Estão a avolumar-se os sinais de aproximação entre o Ministério da Saúde e os sindicatos médicos, o que pode indiciar que na reunião extraordinária, marcada para esta quinta-feira, as duas partes deem passos importantes — embora não definitivos — em direção a um acordo que, nomeadamente, evite a paralisação das urgências hospitalares. Se, do lado do governo, o ministro da Saúde garante que está “muito disponível” para se aproximar das reivindicações dos médicos, os sindicatos parecem também estar dispostos a suavizar as exigências, pelo menos em relação à velocidade dos aumentos salariais que propõem.
Na segunda-feira, o Ministério da Saúde convocou os dois sindicatos médicos (a Federação Nacional dos Médicos e o Sindicato Independente dos Médicos) para uma reunião extraordinária, no dia 12 de outubro, às 15 horas, depois de mais de 17 meses de um processo negocial que terminou em meados de setembro, sem acordo, e que levou os médicos de novo às greves e à criação de um movimento inorgânico (do qual já fazem parte mais de 2500 profissionais) que recusa fazer mais horas extra do que as estipuladas na lei, e que está a criar dificuldades no preenchimento das escalas de muitas urgências hospitalares.
Governo “parte com proposta diferente”, sindicatos admitem aproximação
Perante uma situação cada vez mais difícil nos hospitais, que se agravou de forma significativa na última semana, Manuel Pizarro chamou de novo os médicos para negociações. O ministro da Saúde admitiu, esta terça-feira, que o governo “parte para esta ronda negocial com uma proposta diferente”, embora se recuse a revelar qual. “Para haver acordo são precisas duas partes e, portanto, procurarei fazer a minha parte”, disse o governante, citado pela Lusa, à margem de uma visita ao hospital de Santa Maria. Já esta quarta-feira, o ministro da Saúde reafirmou que a tutela está “muito disponível para se aproximar das preocupações dos profissionais”, num sinal claro de que o governo se prepara para ceder nalguns dos pontos em discussão.

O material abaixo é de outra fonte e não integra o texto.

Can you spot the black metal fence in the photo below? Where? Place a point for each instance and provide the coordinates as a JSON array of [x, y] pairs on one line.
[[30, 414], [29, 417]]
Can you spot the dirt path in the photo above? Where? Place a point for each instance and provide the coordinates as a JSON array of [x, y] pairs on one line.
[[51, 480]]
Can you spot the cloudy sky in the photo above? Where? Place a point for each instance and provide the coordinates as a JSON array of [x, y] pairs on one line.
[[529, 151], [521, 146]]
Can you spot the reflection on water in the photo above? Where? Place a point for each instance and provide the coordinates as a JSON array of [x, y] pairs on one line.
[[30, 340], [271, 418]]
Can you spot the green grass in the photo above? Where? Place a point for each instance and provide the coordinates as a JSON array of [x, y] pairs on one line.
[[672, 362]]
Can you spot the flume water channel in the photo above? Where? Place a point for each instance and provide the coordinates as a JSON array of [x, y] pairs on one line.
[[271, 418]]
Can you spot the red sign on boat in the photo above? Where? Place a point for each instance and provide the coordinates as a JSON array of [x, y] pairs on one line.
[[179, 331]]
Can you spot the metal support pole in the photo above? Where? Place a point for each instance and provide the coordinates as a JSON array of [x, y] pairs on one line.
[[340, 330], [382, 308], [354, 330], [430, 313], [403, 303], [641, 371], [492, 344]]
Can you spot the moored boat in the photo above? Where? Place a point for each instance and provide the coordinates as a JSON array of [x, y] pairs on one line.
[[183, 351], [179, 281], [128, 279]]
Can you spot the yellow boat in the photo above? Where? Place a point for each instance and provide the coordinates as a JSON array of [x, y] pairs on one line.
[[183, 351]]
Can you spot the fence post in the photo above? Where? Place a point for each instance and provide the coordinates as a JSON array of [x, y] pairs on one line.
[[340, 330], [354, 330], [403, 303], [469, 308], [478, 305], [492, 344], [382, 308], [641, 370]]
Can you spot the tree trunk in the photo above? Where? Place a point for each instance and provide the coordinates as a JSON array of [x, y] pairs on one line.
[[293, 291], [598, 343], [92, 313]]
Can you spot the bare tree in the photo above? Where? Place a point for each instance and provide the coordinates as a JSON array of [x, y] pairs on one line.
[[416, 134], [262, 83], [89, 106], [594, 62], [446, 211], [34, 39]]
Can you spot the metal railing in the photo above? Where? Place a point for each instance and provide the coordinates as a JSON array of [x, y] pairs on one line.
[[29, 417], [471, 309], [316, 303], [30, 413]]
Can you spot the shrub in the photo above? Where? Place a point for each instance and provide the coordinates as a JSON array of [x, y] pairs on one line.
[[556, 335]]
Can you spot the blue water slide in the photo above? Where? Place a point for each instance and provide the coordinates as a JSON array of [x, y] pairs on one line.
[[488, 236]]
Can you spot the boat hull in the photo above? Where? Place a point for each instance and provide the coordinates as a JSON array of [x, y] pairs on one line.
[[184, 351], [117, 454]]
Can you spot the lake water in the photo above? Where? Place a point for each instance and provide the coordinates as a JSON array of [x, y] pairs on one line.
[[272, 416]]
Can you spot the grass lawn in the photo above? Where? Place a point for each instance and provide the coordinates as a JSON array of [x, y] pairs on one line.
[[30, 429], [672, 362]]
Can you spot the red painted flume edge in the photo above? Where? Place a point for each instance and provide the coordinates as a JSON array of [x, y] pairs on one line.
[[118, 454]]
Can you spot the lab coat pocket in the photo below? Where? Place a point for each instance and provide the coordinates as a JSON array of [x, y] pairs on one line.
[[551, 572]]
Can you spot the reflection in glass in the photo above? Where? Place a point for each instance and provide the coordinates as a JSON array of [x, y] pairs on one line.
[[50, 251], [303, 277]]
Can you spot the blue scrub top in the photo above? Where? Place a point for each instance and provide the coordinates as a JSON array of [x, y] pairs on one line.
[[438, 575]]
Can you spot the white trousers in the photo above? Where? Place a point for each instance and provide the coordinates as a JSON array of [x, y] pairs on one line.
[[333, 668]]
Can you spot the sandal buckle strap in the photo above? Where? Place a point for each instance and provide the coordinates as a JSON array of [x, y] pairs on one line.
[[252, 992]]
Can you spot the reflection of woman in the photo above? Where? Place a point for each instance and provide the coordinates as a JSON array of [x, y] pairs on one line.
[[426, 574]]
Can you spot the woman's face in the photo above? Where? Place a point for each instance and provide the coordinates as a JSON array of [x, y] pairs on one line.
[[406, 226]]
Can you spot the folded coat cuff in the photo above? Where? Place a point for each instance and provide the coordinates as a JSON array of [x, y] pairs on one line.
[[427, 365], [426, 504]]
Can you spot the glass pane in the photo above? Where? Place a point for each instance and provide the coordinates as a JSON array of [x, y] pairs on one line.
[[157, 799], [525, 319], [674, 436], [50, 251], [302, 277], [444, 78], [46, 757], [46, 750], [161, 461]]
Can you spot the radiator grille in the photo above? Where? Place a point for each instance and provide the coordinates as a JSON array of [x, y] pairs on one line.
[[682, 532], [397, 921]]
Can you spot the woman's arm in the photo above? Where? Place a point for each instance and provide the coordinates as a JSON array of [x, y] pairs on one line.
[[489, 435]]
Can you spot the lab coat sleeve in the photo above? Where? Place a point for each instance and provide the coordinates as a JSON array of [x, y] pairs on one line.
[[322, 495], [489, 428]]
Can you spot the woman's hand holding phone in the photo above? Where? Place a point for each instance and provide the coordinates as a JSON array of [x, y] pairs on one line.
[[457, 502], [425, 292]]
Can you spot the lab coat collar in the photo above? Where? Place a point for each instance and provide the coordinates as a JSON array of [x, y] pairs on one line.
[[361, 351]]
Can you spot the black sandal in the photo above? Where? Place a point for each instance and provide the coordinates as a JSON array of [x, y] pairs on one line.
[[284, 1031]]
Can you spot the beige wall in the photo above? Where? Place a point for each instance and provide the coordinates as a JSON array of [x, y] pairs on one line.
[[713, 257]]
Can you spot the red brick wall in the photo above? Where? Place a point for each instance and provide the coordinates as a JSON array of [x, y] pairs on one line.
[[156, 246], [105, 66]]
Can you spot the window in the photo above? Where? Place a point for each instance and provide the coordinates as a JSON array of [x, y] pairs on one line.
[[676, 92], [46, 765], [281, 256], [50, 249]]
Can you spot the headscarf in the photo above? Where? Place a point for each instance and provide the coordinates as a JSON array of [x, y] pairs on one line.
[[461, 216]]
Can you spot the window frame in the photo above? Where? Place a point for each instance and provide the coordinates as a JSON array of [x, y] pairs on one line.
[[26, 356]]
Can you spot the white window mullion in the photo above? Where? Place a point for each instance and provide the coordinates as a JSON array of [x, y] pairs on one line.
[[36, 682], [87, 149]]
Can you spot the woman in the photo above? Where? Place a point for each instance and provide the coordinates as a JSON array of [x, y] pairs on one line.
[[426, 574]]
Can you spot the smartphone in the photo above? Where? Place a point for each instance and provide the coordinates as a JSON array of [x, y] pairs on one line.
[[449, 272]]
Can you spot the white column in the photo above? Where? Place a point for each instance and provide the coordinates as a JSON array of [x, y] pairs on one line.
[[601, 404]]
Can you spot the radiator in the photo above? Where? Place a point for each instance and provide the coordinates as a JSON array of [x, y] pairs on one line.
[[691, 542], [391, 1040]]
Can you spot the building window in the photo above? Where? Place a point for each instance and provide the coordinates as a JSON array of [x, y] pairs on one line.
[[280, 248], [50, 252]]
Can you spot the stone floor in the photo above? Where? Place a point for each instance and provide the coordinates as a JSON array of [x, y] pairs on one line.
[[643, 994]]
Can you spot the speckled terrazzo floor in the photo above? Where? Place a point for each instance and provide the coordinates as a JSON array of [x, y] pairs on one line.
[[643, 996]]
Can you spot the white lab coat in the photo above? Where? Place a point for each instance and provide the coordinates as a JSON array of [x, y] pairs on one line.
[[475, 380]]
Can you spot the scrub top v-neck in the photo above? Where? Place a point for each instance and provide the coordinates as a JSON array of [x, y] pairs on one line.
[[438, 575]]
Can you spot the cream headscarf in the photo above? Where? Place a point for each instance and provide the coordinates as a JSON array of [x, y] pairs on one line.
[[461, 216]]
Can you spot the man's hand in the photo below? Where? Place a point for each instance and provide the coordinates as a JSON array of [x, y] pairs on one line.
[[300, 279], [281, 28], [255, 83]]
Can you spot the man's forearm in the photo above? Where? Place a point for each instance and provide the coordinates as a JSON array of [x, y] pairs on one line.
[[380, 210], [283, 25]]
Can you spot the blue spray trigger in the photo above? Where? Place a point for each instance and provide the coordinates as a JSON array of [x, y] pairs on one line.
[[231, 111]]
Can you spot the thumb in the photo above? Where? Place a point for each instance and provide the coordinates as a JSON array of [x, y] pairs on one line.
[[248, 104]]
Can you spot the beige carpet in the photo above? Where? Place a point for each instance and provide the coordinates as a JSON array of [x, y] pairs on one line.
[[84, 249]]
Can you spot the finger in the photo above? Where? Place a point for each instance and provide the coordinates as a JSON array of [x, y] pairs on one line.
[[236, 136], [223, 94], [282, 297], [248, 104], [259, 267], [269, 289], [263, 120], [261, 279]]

Em declarações ao Observador, também os responsáveis máximos dos dois sindicatos médicos mostram disponibilidade para se aproximarem da posição do governo. Para cima da mesa, o Sindicato Independente dos Médicos (SIM) levará uma proposta de aumento faseado do rendimento dos médicos ao longo dos próximos anos, deixando cair, assim, a exigência de um aumento imediato de 22% que, sublinha o secretário-geral do SIM, se justificaria, de modo a recuperar o poder de compra perdido pelos médicos ao longo da última década. “O SIM entende que é necessária a recuperação dos 22% de poder de compra perdido ao longo dos anos, mas aceitamos mitigar o ajuste salarial ao longo dos próximos três anos, somando, naturalmente, a inflação que se vai verificar”, sublinha Jorge Roque da Cunha, que diz ter a expectativa de que Manuel Pizarro “apresente uma proposta séria, que faça os médicos ficarem no SNS”.
Sempre mais radical, a Federação Nacional dos Médicos (FNAM), que exige um aumento de 30% para todos os médicos, mantém as reivindicações. No entanto, a presidente da estrutura sindical admite que, tal como a tutela terá de ceder perante os sindicatos, também a FNAM terá de se aproximar da posição do governo. “O ideal seria haver uma cedência do Ministério da Saúde em todos as reivindicações. Mas sabemos que isso não vai acontecer, tem de haver uma aproximação de posições“, reconhece Joana Bordalo e Sá.
A Federação Nacional dos Médicos não abdica de um aumento salarial superior à atual proposta do governo, que propõe uma atualização transversal de 3,6% para os médicos que não aderirem ao novo regime de dedicação plena. A FNAM insiste, no entanto, que o regime de dedicação plena proposto pelo Ministério da Saúde (e que contempla um aumento remuneratório de 33%) não garante a conciliação da vida profissional com a vida pessoal, uma vez que os clínicos que aderirem a esse regime terão de realizar mais horas extra (250 anuais em vez das atuais 150), para além de ficarem sem descanso compensatório depois de uma noite de trabalho. Para além disso, sublinha Joana Bordalo e Sá, este modelo prevê um aumento da jornada laboral para nove horas diárias e trabalho ao sábado para os profissionais que não trabalhem no serviço de urgência.
Apesar da aparente aproximação de posições, a reunião desta quinta-feira não deverá ser suficiente para o governo e os médicos chegarem a um acordo que coloque fim à contestação dos profissionais e ao cenário de crise que se vive em várias urgências hospitalares e que, nas próximos dias, pode estender-se à região de Lisboa. Uma fonte do Ministério da Saúde, ouvida pelo Observador, admite os temas a tratar são “sensíveis” e que se devem seguir outras reuniões entre as partes.